From now on, you must never be financially apathetic. If you’re like many people, you may have fallen prey to what experts call ‘financial vagueness.’ Basically, you don’t know where your money is going. Being on cruise control might not seem like such a big deal, especially if you live comfortably. But it leaves you without a master plan for getting the things you want in life. To mend this sad and sorry situation, you need to set specific goals.

Without these goals, you’re running a race with no finish. Most folks know their desired weight and how many pounds they have to lose to get there, but they don’t know how much money they need to live on. So, start by writing down your short-term and long-term goals.

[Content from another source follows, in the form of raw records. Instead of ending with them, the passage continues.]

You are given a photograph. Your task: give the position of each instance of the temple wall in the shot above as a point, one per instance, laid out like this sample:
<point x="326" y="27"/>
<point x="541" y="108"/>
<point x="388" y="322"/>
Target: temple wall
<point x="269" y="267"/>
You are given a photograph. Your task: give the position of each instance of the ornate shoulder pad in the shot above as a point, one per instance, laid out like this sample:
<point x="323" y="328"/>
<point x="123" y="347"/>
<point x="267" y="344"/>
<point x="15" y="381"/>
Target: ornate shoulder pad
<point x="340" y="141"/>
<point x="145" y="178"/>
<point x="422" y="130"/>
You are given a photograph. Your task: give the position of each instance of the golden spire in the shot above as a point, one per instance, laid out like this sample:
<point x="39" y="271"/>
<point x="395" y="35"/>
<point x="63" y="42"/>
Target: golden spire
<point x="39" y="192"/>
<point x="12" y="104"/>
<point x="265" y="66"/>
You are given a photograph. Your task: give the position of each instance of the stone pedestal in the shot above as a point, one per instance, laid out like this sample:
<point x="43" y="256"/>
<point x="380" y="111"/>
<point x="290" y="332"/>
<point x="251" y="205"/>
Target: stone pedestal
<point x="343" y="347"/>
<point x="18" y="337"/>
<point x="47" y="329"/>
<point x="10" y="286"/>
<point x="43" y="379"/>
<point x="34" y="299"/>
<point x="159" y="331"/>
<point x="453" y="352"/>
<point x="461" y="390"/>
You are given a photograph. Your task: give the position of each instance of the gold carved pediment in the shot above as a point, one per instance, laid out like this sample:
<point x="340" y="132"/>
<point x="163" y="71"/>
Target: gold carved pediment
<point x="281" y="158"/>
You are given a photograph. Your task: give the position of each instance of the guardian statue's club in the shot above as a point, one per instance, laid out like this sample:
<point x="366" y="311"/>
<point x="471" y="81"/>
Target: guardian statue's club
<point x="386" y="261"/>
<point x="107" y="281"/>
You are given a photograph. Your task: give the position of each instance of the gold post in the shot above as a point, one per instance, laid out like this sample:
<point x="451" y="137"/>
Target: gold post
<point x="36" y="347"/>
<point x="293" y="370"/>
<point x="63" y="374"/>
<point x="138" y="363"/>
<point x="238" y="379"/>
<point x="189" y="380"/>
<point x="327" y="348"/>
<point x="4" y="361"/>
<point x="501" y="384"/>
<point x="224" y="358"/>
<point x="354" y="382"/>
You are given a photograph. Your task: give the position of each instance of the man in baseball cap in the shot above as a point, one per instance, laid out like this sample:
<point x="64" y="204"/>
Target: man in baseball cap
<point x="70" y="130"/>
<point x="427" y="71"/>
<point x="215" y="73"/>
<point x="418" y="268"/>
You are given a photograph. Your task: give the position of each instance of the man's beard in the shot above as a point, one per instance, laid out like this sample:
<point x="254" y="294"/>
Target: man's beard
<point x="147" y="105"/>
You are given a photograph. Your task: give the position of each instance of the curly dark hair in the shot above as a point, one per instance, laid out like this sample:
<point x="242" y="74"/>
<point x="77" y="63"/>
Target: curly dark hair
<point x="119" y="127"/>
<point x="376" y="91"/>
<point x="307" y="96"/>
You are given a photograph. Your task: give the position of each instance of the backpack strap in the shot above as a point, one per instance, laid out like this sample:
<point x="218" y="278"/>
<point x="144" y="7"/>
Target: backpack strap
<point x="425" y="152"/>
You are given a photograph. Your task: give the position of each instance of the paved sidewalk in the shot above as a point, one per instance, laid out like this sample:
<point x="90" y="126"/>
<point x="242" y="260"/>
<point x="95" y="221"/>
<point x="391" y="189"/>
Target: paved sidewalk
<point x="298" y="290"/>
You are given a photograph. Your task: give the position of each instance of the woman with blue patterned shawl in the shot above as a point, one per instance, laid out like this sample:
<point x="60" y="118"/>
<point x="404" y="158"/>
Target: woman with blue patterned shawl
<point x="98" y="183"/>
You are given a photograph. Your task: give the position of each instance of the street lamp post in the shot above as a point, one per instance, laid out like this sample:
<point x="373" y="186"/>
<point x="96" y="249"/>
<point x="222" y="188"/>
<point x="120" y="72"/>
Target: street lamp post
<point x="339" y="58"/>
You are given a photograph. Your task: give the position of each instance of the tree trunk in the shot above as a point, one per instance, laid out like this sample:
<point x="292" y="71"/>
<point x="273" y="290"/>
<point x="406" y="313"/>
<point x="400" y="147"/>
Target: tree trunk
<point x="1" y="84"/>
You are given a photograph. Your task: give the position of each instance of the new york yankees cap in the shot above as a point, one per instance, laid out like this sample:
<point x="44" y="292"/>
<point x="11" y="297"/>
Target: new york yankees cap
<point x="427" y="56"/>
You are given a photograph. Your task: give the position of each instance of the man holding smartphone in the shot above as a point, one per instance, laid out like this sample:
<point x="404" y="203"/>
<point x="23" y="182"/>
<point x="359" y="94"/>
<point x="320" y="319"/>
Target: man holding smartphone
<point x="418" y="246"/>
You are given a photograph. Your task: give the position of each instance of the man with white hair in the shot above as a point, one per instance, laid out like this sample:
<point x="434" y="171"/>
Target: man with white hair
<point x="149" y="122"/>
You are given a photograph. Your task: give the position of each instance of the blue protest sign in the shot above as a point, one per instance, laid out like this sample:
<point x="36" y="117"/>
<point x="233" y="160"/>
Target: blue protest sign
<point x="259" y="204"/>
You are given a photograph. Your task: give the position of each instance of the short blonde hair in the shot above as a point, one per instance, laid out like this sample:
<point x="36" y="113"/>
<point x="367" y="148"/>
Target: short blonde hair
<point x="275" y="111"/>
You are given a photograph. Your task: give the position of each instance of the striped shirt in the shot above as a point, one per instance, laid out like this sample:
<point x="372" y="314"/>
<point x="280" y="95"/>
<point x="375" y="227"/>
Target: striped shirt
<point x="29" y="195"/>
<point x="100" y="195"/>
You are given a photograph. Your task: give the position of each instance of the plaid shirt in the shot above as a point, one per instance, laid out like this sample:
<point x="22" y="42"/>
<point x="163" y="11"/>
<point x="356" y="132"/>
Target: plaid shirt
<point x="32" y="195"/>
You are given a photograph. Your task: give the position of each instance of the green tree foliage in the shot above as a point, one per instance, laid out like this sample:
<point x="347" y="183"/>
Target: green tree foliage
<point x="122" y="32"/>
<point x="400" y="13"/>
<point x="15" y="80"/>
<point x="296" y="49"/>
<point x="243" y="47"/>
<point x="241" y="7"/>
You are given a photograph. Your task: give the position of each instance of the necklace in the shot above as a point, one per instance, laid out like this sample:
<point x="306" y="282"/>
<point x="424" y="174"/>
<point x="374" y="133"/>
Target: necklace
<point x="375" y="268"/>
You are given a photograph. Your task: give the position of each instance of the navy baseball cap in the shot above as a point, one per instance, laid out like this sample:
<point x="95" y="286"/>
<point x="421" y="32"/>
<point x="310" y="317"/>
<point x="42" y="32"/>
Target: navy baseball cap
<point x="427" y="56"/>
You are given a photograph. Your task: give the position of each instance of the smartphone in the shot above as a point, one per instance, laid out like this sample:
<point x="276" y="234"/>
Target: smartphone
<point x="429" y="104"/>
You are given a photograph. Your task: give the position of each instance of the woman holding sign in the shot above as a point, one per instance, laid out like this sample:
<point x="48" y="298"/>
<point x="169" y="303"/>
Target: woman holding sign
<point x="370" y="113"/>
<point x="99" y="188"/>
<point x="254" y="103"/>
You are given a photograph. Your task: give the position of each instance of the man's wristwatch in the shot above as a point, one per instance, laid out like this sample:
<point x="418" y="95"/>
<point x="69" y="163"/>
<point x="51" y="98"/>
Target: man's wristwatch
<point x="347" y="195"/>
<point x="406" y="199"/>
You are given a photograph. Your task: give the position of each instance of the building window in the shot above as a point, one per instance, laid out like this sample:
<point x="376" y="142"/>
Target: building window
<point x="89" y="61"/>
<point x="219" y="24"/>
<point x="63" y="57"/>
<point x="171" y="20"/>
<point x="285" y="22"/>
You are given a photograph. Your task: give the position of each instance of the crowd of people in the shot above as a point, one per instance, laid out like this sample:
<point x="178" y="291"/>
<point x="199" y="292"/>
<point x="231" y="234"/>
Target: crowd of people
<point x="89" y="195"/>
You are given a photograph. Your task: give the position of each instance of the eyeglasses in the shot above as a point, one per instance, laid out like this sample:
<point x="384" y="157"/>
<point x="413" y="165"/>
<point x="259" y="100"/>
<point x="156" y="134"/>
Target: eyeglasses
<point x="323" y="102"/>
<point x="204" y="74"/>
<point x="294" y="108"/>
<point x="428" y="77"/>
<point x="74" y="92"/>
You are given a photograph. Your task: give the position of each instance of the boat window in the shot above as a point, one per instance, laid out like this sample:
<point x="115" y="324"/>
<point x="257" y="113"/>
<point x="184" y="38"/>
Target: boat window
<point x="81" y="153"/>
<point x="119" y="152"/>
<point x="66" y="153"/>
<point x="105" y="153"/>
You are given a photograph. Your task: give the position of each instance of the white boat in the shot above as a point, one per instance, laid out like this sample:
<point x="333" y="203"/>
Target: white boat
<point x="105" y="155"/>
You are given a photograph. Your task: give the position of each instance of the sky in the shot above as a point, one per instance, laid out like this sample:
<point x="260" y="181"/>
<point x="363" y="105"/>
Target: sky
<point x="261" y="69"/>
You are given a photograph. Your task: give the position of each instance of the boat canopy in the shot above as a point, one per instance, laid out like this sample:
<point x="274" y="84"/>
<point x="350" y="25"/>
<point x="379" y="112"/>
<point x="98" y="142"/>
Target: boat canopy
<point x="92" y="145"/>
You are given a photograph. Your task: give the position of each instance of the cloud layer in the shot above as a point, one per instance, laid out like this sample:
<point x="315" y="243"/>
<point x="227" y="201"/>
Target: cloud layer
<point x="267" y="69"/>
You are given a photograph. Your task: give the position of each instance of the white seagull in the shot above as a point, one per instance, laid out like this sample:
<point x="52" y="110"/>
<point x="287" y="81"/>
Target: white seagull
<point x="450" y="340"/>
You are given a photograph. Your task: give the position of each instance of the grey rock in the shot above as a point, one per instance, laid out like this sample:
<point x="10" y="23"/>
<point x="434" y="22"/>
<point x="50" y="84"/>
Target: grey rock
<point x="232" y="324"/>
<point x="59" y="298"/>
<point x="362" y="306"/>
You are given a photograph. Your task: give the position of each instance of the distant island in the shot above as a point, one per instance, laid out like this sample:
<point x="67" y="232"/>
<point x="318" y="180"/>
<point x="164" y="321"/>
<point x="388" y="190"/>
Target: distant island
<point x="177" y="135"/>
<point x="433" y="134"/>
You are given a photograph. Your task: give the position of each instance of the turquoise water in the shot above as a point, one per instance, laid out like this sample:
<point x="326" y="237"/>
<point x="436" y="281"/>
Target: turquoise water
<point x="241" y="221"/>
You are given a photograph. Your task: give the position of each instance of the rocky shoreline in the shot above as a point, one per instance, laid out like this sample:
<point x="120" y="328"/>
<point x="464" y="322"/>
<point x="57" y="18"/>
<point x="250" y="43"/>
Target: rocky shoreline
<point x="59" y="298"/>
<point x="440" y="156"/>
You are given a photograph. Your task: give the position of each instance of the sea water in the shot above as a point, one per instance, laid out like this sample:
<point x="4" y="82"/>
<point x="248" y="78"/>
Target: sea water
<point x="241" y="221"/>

The former are big-ticket items such as mortgages, major appliances, and vacations. Figure out how much the item or experience is going to cost, then come up with a monthly saving plan. Your best bet is to open a high-interest money market account in which your money will grow.

Saving for long-term goals, such as retirement, will require more legwork from you, but starting with a financial tool can help you calculate how much cash you’ll need in your post-work years. Stop cash leaks right now while you still can. If you’re like the average Joe or Jane, you spend a significant amount of cash on mystery expenses. The cash is gone, and you just can’t pinpoint where it went. If the idea of jotting down every penny you spend makes you want to stick something in your eye, just turn to your laptop. Web-based software sites helps you track all your expenses, even if you’re on the road.

More importantly, never pay off your debts in the wrong order. Sure, a five-figure balance on your loan or mortgage can be scary. But believe it or not, it’s the smaller stuff such as your credit card balance that can really do you in. So, pay off credit cards first. If you have several balances to pay off, start with the card whose balance is closest to its limit. Maxing out or carrying a high balance damages your credit score. Once that’s down to half the credit limit or less, start working on the card with the highest interest rate. You could also look into refinancing. Your loans aren’t as much of a priority to pay early because the big-ticket balances earn you tax deductions. But make those loans more manageable with this option. It can lower your interest rate, reduce your monthly payment, or shorten the life of your loan without much of an interest in what you pay monthly.